State governments that have done better than others in preserving their ecosystems have seen over the past few years the possibility of making money out it. If they are preserving trees on a hill slope so that clean water can flow down, they should be paid for it, they say. They could earn revenue by putting up a factory on that slope. They are foregoing revenue by not doing so, and the clean water that is flowing down — not to speak of the air cleaned by the trees — is benefiting the entire country. So, they should be paid for it.
This was the demand that was accepted by the 13th Finance Commission, but not by the then government, though it did not give any reason for the rejection, except that it did not have the money. It is a demand that was voiced in public again last weekend.
Change the paradigm
By raising the issue at a public forum, the Himalayan states have brought to the limelight a conversation they have been having with the current Finance Commission.
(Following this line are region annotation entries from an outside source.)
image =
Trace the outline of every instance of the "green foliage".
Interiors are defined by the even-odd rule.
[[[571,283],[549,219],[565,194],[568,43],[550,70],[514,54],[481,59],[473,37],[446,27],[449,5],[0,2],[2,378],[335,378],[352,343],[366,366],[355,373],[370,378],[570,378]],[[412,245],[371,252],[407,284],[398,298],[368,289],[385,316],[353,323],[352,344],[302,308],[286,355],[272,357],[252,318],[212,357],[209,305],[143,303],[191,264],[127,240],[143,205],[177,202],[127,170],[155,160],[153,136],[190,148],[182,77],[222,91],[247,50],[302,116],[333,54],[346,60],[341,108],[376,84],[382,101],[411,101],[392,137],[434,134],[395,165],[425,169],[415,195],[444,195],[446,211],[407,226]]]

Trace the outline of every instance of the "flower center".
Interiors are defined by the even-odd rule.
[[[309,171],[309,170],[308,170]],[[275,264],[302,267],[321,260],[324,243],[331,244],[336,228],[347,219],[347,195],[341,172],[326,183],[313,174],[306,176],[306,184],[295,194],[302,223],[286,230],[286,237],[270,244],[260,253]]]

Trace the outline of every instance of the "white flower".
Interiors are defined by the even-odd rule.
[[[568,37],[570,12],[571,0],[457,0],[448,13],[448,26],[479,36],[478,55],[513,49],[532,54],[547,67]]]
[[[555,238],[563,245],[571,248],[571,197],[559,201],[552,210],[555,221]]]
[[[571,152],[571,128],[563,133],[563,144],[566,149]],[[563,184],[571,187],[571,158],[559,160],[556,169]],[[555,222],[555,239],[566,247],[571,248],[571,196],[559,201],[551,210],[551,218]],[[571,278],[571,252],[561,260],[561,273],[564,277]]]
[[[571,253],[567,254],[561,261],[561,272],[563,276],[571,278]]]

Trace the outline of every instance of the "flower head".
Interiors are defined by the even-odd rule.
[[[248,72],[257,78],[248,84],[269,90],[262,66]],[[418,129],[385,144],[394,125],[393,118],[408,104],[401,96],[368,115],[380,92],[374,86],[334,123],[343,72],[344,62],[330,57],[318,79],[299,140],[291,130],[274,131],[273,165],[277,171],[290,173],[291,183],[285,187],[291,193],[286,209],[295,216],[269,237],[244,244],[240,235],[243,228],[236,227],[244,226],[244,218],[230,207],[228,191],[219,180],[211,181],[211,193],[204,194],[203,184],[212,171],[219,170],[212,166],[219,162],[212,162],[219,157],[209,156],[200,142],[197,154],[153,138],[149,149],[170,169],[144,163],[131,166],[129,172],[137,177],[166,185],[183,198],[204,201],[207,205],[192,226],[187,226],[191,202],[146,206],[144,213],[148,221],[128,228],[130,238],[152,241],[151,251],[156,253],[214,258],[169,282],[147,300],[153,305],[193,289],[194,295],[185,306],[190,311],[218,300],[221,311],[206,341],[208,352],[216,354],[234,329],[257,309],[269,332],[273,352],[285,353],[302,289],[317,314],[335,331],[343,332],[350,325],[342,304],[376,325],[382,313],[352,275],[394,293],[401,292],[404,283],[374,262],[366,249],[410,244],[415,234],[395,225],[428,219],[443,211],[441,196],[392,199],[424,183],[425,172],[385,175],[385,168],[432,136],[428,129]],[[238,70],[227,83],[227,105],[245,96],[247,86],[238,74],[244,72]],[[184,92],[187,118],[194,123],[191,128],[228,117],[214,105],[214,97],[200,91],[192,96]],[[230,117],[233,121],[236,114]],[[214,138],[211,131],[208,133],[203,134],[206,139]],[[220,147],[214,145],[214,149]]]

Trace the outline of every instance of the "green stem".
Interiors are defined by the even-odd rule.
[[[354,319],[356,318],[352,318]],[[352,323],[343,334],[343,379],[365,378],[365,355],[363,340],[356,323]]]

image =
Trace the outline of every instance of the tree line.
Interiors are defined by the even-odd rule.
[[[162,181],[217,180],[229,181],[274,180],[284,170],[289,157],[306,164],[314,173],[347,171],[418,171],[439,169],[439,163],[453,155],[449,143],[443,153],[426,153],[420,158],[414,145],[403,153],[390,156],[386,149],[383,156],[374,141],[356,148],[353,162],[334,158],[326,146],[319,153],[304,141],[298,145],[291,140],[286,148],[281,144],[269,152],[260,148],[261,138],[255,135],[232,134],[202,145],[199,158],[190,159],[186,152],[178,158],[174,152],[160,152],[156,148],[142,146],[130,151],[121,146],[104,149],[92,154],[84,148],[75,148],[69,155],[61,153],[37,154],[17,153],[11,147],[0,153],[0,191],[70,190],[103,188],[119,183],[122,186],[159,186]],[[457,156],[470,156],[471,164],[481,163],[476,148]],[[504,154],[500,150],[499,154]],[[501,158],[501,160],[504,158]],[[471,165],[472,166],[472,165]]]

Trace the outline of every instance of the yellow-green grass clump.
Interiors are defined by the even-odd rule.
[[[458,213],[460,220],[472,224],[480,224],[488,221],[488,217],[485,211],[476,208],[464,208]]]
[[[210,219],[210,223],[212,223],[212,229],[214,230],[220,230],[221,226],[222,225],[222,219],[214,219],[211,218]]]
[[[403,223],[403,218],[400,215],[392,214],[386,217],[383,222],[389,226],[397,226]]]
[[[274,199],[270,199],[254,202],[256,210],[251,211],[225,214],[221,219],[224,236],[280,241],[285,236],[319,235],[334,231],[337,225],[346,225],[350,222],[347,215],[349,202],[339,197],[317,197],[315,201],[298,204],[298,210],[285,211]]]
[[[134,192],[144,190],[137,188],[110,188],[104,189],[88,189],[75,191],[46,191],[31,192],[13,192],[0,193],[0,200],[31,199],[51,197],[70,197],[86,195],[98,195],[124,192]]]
It has not been an easy debate. When the Himalayan states pointed out that they ensure continuation of productive agriculture in all of northern India by preserving watersheds that provide clean water, state governments from the southern and western parts of the country raised an objection.
They pointed out that they are water-scarce parts of the country anyway, and if the scarcity value of water is to be monetised, they should be paid for preserving whatever water they do preserve. These states undoubtedly have a point, as do Himalayan states that enable the continuation of 40% of India’s agriculture by supplying water to well over 40% of the country’s population.
While that debate is continuing — and it will be interesting to see how the Finance Commission attempts to resolve it — the fundamental principle of payment for ecosystem services cannot be ignored anymore. The 2005 Millennium Ecosystem Assessment coordinated by almost all UN organisations identified 24 ecosystem services that are vital for the survival of the world and consequently of economies. Their monetary values have to be factored in national budgeting.
Hard to ignore
The results of not doing so are already here for everyone to see. Take the current woes of the Indian automobile manufacturing industry that is dominating media headlines. It stems partly from the government being forced to tighten pollution control norms, so automobile manufactures are forced to raise prices and cut production at the same time, while people are less confident about the state of the economy and postpone the purchase of new vehicles.
The automobile manufacturing sector is just one example. Take the case of coal-fired power plants that are forced to shut down repeatedly because there is no water to wash the coal before using it to heat the boiler. Or take the case of health costs of air, water and soil pollution, numbers that nobody has had the courage to compute in detail.
None of these issues will really be tackled until there is a paradigm shift in the way national economies are planned.